Buybacks do not carry the same level of commitment as dividends and can be cancelled without the same severity of negative consequences that follow a dividend cut. While in certain circumstances buybacks may be beneficial, they require that management effectively time the market and purchase their shares at a favorable price relative to expected fair value.
Examining the history of buybacks, we can see that companies often implement share repurchase plans when stock prices are higher rather than lower – effectively rewarding selling shareholders, while ongoing shareholders are punished. More concerningly, buybacks are often used to accumulate stock for executive option plans – it is advantageous for executives to buy back stock when prices are high as option strike prices are often considerably lower. Consider the negative impact, for example, executive options to purchase shares at $50 that were recently bought back at $100.
Buyback policies are not consistently aligned with the interests of all shareholders and are often poorly timed. The graph below highlights how recent market volatility has impacted buyback plans in the U.S. market – decreasing over 50% since March. In theory, the market selloff would have been an ideal time to repurchase shares for companies with excess cash reserves; however, the exact opposite occurred.

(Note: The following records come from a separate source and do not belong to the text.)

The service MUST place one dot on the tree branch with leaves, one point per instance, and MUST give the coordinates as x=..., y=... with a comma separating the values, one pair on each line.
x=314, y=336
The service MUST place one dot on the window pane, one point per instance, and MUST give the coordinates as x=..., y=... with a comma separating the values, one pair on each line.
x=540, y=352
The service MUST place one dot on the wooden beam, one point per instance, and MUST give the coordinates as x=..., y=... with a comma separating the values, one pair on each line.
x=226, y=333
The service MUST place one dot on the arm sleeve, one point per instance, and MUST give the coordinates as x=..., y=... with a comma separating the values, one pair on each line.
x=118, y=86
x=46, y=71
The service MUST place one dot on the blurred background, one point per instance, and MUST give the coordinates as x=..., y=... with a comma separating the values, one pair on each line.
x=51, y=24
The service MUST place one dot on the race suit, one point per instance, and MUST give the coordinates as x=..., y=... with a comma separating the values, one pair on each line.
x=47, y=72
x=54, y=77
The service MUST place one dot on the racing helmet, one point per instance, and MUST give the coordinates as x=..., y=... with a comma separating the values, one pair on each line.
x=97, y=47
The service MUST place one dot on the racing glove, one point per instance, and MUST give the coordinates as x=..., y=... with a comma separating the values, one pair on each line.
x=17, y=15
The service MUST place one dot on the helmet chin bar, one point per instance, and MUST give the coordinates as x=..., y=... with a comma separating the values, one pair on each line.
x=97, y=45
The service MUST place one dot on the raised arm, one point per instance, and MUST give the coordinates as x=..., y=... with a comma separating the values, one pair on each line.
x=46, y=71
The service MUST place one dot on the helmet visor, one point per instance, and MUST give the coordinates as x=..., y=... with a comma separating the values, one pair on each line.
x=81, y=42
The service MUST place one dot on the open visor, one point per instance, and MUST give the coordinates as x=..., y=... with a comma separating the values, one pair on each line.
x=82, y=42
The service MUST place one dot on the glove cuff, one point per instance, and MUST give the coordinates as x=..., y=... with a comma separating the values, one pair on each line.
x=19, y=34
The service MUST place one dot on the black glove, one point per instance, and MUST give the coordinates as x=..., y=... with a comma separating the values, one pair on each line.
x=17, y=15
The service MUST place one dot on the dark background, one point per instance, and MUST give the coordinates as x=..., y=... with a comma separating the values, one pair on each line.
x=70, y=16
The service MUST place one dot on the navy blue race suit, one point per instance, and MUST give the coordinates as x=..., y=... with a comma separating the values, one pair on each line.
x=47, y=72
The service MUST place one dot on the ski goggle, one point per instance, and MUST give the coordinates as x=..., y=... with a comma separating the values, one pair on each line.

Bristol Gate invests in companies with growing dividends and a long dividend-paying history. By committing to a dividend policy, our portfolio companies signal a long-term commitment to shareholders by treating all equally. Bristol Gate’s US strategy has achieved an annualized dividend growth rate of over 20% since inception by investing in companies with remarkable ability to increase free cash flow and with strong management teams committed to sustainably returning excess capital to shareholders.